S’agissant des 30 personnes portées disparues, le ministère de l’intérieur indique n’avoir reçu aucune plainte pour disparition, indique-t-il. 

Dans un communiqué rendu public le 16 juillet dernier, des ONGDH ont chargé le gouvernement du Haut-Katanga d'être responsable de la dégradation de la situation sécuritaire dans la ville de Lubumbashi, atteintes graves à l'intégrité physique et pertes en vies humaines survenues lors des échauffourées ayant opposé les militants de l'UDPS à ceux du PPRD, à l'occasion de la marche du 9 juillet dernier. 

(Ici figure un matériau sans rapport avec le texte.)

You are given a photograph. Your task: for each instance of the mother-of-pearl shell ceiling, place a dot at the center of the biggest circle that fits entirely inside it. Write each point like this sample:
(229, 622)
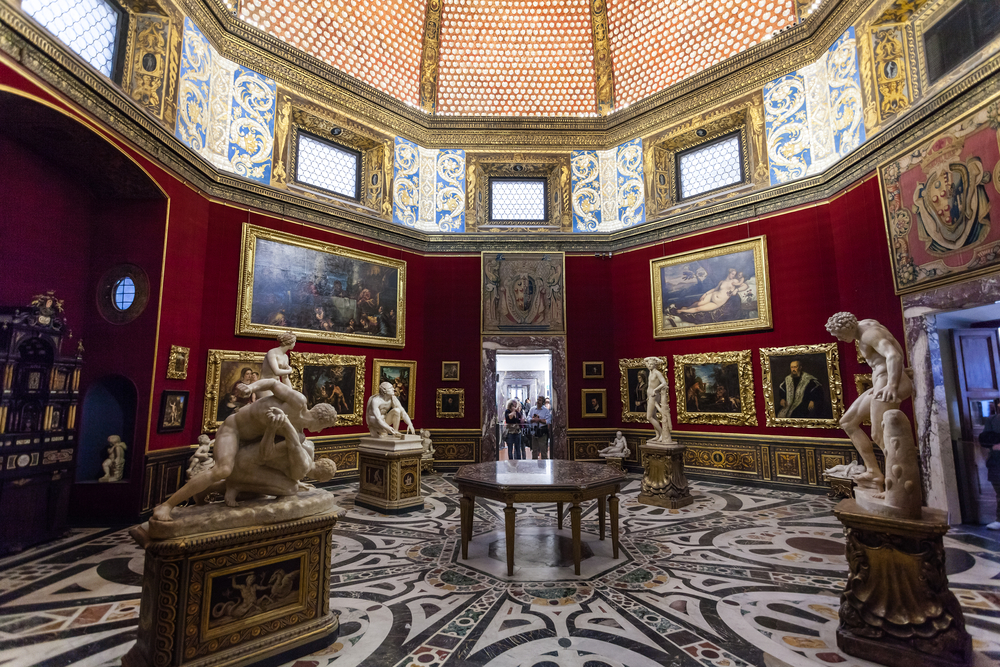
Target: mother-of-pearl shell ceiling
(521, 57)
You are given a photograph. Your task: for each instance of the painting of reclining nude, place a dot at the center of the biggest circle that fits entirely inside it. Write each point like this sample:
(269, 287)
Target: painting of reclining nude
(714, 290)
(321, 291)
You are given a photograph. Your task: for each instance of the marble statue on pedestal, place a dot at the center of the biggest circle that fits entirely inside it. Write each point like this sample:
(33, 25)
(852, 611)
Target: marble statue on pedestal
(658, 400)
(267, 467)
(618, 449)
(385, 412)
(114, 465)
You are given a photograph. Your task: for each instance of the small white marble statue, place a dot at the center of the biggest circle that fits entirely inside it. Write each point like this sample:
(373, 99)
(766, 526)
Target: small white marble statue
(658, 400)
(202, 459)
(267, 466)
(891, 385)
(114, 465)
(426, 443)
(618, 449)
(276, 364)
(384, 412)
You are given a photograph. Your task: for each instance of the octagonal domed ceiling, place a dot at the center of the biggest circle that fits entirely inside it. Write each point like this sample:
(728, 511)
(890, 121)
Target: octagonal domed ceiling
(520, 57)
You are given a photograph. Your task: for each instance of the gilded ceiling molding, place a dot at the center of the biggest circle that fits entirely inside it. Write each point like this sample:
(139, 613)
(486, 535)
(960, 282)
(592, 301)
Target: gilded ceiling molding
(430, 55)
(604, 82)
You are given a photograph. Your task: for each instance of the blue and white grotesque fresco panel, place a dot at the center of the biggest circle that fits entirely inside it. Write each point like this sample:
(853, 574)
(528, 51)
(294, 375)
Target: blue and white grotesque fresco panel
(450, 196)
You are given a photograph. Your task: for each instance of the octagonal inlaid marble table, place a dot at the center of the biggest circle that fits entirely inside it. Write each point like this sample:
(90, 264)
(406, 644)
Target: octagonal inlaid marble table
(543, 481)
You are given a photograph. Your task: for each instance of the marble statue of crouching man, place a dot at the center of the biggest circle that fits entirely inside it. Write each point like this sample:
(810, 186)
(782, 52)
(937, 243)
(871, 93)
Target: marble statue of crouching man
(248, 456)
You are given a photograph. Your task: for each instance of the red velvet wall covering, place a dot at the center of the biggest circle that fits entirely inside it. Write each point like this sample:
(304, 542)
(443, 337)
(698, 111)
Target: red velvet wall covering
(822, 258)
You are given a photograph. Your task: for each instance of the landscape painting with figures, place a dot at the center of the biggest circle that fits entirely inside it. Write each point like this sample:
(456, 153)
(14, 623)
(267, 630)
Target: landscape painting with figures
(322, 292)
(715, 290)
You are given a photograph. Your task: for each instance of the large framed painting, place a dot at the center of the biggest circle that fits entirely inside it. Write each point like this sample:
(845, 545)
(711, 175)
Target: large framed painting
(226, 369)
(715, 388)
(721, 289)
(523, 293)
(336, 379)
(937, 195)
(322, 292)
(802, 385)
(634, 380)
(402, 375)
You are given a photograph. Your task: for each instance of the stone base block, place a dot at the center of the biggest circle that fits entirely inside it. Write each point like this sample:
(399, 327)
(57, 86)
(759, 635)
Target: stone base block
(663, 480)
(235, 597)
(897, 609)
(390, 475)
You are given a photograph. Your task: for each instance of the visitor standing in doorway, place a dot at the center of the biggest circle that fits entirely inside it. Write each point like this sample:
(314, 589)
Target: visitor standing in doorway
(540, 419)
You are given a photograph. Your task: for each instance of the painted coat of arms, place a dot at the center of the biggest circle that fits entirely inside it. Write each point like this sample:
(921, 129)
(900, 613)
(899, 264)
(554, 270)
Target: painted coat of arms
(523, 293)
(938, 197)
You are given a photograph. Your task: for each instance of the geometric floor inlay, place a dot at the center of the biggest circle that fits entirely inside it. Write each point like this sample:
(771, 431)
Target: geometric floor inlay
(743, 576)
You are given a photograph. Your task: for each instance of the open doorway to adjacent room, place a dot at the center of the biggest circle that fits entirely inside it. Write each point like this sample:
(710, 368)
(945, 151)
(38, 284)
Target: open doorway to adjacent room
(522, 376)
(970, 359)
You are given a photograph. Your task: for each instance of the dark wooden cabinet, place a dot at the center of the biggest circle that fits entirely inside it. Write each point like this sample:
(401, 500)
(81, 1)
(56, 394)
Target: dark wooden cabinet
(38, 413)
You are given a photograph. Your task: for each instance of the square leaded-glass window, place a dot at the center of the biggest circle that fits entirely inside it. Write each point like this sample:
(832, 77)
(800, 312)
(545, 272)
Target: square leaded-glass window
(327, 166)
(88, 27)
(518, 200)
(710, 166)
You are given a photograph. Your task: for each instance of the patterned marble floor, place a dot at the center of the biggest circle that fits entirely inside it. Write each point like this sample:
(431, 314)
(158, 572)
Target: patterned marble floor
(744, 576)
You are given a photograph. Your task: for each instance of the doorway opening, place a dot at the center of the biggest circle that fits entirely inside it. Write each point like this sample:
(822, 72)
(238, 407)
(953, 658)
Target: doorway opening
(522, 376)
(970, 360)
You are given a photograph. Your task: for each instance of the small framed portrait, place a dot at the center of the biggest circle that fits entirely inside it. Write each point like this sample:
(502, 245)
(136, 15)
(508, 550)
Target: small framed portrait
(450, 403)
(173, 411)
(449, 371)
(177, 363)
(594, 402)
(226, 369)
(402, 375)
(802, 385)
(335, 379)
(715, 388)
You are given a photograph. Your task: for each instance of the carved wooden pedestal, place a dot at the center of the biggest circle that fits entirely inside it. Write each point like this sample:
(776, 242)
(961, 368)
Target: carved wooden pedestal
(235, 597)
(390, 474)
(896, 609)
(663, 480)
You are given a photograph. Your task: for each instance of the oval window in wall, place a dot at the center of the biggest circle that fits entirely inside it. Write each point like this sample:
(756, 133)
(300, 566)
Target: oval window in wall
(123, 293)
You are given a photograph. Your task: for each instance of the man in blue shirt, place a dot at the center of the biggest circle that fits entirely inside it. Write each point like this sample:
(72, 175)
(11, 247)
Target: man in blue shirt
(540, 419)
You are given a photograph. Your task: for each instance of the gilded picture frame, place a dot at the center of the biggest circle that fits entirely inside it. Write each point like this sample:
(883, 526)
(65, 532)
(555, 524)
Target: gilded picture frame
(634, 378)
(225, 368)
(402, 375)
(818, 379)
(523, 293)
(322, 292)
(593, 403)
(721, 289)
(450, 403)
(715, 388)
(335, 379)
(450, 371)
(177, 362)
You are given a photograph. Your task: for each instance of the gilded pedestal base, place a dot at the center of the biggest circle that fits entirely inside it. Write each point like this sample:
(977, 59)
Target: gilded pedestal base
(390, 475)
(663, 480)
(896, 608)
(234, 597)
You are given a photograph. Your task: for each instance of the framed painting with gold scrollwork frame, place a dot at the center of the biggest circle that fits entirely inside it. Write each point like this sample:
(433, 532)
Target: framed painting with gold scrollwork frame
(818, 368)
(177, 362)
(633, 387)
(225, 369)
(336, 379)
(715, 388)
(721, 289)
(450, 403)
(322, 292)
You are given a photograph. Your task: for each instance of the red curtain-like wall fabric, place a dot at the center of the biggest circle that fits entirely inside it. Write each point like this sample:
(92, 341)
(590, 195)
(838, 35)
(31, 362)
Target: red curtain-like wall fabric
(822, 258)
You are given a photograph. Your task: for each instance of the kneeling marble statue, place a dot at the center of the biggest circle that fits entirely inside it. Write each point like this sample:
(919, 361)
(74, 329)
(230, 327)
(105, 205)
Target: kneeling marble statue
(249, 456)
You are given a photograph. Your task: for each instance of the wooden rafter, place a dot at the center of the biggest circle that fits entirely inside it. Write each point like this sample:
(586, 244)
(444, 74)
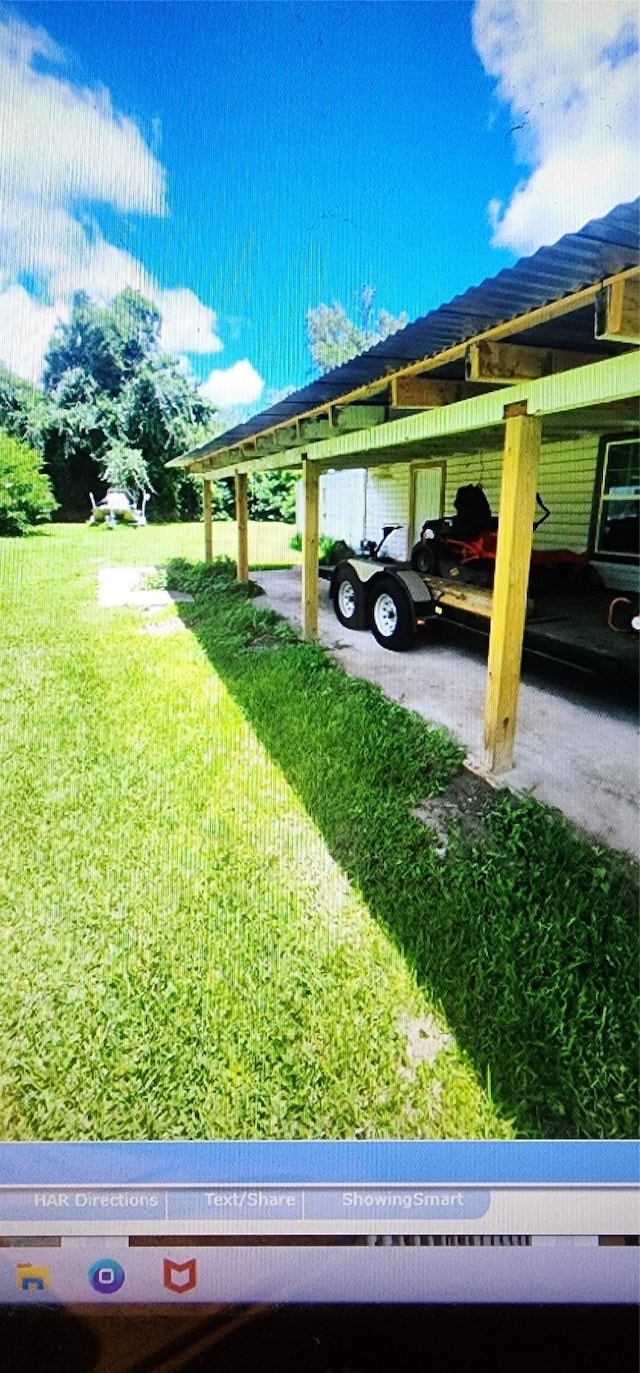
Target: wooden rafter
(423, 393)
(532, 319)
(504, 364)
(618, 312)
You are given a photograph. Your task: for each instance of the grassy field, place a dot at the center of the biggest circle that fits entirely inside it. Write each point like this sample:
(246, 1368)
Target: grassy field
(523, 935)
(187, 946)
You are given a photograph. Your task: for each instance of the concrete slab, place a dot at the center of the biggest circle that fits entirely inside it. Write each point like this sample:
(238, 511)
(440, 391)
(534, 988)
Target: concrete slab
(573, 750)
(121, 586)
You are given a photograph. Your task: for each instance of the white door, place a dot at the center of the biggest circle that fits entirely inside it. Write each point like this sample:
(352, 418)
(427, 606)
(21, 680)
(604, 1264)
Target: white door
(427, 493)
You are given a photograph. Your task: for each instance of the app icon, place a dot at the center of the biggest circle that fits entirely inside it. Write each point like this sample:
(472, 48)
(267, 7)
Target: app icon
(179, 1277)
(106, 1276)
(30, 1277)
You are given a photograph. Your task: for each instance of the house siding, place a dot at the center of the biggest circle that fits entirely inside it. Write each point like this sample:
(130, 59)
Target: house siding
(356, 504)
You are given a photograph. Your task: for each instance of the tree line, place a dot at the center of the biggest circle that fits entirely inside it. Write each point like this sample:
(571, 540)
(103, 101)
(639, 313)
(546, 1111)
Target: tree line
(113, 409)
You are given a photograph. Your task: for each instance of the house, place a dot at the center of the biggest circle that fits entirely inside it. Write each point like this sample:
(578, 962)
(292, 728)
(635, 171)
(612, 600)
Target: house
(525, 383)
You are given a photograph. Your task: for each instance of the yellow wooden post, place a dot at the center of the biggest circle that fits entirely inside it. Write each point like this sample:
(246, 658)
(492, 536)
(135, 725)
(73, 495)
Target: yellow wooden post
(242, 519)
(510, 592)
(309, 549)
(206, 511)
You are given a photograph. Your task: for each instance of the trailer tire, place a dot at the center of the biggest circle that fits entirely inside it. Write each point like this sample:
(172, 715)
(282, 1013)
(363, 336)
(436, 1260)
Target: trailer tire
(392, 617)
(348, 597)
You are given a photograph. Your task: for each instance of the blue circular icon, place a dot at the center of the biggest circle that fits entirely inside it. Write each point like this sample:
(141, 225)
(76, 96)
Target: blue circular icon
(106, 1276)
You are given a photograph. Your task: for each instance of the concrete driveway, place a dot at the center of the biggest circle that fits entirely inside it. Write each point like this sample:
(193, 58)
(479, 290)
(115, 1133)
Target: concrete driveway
(574, 750)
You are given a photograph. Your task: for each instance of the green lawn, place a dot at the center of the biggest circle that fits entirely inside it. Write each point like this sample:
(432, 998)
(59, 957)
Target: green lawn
(183, 952)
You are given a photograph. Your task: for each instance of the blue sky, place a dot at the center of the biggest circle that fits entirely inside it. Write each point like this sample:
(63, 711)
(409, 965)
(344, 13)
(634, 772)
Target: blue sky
(243, 162)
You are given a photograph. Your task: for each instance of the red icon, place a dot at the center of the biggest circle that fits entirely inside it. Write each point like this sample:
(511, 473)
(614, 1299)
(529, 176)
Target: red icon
(179, 1277)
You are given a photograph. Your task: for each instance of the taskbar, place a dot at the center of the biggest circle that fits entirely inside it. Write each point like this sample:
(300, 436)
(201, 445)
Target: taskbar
(105, 1270)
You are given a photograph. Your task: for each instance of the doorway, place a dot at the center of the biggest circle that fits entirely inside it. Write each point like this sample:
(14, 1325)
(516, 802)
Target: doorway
(427, 496)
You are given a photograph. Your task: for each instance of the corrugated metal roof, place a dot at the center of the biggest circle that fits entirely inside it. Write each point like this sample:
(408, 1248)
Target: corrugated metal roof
(578, 260)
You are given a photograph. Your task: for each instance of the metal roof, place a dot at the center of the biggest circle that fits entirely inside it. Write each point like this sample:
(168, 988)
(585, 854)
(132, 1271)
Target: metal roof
(596, 251)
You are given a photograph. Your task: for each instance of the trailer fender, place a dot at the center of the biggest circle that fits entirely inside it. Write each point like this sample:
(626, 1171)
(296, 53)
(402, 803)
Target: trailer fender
(420, 597)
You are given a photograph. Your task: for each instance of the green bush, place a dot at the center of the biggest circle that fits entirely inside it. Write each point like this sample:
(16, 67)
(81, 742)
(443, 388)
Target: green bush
(330, 551)
(25, 492)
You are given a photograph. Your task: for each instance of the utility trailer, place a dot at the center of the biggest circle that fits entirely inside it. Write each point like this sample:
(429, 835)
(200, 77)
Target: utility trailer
(394, 602)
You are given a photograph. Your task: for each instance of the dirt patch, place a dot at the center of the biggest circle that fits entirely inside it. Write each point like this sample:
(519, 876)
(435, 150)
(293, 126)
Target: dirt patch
(425, 1040)
(463, 806)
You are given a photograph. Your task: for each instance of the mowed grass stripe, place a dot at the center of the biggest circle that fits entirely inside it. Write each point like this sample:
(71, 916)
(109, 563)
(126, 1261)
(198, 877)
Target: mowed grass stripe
(183, 957)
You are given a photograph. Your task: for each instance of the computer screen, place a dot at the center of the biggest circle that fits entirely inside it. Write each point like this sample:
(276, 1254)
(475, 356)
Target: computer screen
(319, 508)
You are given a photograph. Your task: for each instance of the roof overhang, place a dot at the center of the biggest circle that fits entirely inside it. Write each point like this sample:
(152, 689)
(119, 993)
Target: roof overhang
(614, 382)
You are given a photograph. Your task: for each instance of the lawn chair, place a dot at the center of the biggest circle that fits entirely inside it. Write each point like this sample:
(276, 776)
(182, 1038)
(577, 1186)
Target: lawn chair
(117, 508)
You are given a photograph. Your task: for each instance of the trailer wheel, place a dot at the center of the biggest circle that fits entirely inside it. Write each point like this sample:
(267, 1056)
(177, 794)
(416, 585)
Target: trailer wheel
(346, 597)
(392, 619)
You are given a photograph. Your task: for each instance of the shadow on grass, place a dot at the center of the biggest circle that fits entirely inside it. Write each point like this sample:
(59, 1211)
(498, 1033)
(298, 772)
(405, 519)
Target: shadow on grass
(523, 932)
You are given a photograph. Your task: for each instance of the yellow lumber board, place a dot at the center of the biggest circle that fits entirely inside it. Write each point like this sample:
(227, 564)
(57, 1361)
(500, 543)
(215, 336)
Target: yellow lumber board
(206, 511)
(242, 521)
(311, 581)
(510, 591)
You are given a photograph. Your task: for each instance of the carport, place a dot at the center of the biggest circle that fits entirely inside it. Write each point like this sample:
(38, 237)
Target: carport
(544, 352)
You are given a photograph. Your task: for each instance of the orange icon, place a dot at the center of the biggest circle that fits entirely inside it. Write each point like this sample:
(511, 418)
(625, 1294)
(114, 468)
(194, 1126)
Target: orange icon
(172, 1278)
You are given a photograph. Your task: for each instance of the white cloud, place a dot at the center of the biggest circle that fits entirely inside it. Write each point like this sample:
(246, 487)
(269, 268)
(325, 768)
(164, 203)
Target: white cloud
(63, 148)
(62, 143)
(187, 324)
(236, 385)
(25, 330)
(567, 70)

Parmi ces structures citoyennes, il y'a le Centre International pour la Promotion de Développement de Droit de l'Homme (CEIPEDHO), Groupe d'Actions non -Violantes et Evangélique (GANVE), Humanisme et Droit Humain (HDH), Justicia ASBL, Mouvement pour les Droits de l'Homme et la Réconciliation (MDR), ainsi que la Nouvelle Dynamique de la Société civile en RDC (NDCSI).
Il a même était fait mention par le gouvernement central de la distribution des armes blanches, notamment des machettes, à certains militants.